I do not expect this to be a particularly popular post. If you are greatly enamored of the concept of “The Divine Feminine,” you might want to skip this one, because I’ll say right up front, that I am not and this article, however brief, is going to explore the reasons why. Oh, I worship numerous Goddesses I simply don’t embrace the fuzzy thinking inherent in what I consider to be the incredibly dismissive idea of one great "Divine Feminine." After all, you don’t hear us talking about “the Divine Masculine” do you, even when we’re discussing various Gods? No, I didn’t think so—at least I haven’t and I hope I never do.
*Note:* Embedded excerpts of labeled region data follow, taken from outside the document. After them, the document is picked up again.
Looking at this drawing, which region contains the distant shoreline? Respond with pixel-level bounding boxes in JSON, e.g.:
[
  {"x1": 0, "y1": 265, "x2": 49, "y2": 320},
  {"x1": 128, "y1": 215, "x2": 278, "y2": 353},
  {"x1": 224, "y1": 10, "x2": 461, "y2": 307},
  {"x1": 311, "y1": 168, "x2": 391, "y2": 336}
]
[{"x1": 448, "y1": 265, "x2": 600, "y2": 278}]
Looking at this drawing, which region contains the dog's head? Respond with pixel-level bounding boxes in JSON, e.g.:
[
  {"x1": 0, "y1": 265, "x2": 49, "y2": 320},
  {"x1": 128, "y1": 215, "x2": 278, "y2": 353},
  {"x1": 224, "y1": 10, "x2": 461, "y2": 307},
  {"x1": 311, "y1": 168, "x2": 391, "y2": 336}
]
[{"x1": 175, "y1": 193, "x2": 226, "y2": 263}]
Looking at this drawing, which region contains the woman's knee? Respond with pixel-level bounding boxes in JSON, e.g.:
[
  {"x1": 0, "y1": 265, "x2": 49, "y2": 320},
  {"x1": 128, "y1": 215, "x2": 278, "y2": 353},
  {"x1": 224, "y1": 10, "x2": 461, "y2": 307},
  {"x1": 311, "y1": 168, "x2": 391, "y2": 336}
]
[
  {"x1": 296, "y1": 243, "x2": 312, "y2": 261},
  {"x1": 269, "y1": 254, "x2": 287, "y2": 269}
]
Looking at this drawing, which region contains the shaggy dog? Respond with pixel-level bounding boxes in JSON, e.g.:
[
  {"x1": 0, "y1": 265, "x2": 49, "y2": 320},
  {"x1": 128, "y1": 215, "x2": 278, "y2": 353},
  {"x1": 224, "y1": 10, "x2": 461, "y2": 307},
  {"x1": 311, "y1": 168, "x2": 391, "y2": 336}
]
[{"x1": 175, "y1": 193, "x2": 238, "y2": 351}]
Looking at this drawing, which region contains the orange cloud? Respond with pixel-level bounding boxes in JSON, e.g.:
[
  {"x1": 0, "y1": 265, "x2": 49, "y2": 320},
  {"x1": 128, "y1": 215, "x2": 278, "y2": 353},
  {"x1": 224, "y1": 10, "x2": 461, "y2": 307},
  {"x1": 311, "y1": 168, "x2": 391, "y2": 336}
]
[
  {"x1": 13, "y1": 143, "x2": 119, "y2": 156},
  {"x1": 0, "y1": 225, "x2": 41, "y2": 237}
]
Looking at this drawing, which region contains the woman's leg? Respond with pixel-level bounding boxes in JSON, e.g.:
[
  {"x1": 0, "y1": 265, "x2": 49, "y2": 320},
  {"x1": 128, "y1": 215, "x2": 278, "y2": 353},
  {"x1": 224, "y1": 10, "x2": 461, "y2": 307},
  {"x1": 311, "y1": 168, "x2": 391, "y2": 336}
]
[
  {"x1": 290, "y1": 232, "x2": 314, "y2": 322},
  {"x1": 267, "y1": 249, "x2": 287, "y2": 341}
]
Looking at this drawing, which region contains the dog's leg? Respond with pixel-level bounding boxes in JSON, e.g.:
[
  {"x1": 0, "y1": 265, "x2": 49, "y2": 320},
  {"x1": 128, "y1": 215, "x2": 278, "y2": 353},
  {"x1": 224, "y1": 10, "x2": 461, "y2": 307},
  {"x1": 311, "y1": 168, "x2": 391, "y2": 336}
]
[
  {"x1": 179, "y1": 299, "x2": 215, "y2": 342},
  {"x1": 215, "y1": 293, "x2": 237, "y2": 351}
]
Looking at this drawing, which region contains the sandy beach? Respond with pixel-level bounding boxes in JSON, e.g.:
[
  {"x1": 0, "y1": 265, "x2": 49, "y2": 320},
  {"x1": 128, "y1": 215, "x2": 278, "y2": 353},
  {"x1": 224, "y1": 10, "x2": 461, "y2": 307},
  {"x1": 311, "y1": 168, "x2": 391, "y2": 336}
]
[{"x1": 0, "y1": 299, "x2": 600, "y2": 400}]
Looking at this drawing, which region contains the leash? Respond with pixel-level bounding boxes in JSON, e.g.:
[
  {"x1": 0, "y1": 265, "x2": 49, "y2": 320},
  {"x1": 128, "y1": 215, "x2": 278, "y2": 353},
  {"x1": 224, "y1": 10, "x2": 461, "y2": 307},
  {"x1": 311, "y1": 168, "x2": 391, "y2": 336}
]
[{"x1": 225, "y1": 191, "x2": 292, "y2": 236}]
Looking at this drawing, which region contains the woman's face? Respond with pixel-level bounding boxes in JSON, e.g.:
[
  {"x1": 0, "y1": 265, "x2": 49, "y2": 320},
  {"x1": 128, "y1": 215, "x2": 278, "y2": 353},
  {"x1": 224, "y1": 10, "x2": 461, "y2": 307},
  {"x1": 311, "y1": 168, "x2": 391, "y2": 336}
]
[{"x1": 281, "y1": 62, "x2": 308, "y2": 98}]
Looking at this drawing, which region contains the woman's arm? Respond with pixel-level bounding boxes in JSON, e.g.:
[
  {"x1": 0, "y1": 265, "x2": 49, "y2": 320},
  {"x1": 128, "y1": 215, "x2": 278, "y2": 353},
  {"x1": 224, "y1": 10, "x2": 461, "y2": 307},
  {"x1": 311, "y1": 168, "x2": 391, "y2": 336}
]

What prompted this particular article? Well, I teach at an interfaith seminary and to date, I am the only polytheistic faculty member. I’ve been surprised at the learning curve this often entails for some of my students (and I have a lovely bunch of students, deeply engaged, spiritual people who are going to make fantastic clergy) and even other faculty. I recently overheard a comment in the course of my teaching about honoring “many Gods and the Goddess.” …..so the Gods are individuals but the Goddesses are an undifferentiated, monolithic unit? “Divine Feminine,” “the Goddess”: the language itself –linguistically-implies less sentient beings and more an idea, a philosophy, a paradigm. No, I don’t think so. Moreover, I grow intensely weary of hearing otherwise sensible people talking about “the” Goddess. Which One? Which Goddess? To a hard polytheist steeped in his or her ancestral traditions, such comments are not only inaccurate but borderline disrespectful and possibly blasphemous. To a philologist, it’s just sloppy (in English we have definite and indefinite articles for a reason after all) and to a historian of religion, historically inaccurate.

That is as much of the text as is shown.